Lets look at this question, where V is 2
_ _ _ _ _
_ V _ _ _
Since V must be before R, we know that O is fertilized. We also know there are now only twi things that could go first: P and S, so lets try out two scenarios with P and S.
F _ _ F _
P V S O R
We know that P is F, and that S O R are in order.
_ _ _ _ _
S V _ _ _
We know much less about this second scenario, but we know that if P is three, O is 4, and if O is three P is 5 or 4, so either way, one of the last two is fertilized.
HenrySeptember 24, 2023
Hi,
How can you be sure one of the last two is fertilized? Where is the proof?
Emil-KunkinOctober 4, 2023
Apologies if I wasn't clear earlier. There are two possibilities here, either s is third or s is first. The scenario where s is third is shown above, and in that case we know that O is fertilized in spot 4.

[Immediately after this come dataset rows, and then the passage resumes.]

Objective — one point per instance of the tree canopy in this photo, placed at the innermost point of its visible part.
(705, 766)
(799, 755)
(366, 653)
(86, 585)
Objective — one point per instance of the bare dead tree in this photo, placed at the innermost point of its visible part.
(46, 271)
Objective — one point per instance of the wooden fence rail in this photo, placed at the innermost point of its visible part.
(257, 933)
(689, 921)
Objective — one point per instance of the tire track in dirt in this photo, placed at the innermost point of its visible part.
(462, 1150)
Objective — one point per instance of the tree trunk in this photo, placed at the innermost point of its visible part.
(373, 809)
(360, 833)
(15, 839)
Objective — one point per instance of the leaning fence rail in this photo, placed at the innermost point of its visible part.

In the case that S is first all we know is as follows
_ _ _ _ _
S V _ _ _
We know in this case that O is fertilized, since V must be before R. So, if O isn't third, then O must be fertilized in one of the last two slots. However, what happens if we put O third?
_ _ F _ _
S V O_ _
Well we actually know that one of the last two will be P, and since that p will not be in third, that p must be fertilized.
So, no matter what we do, we must have a fertilized option in one of the two last spots.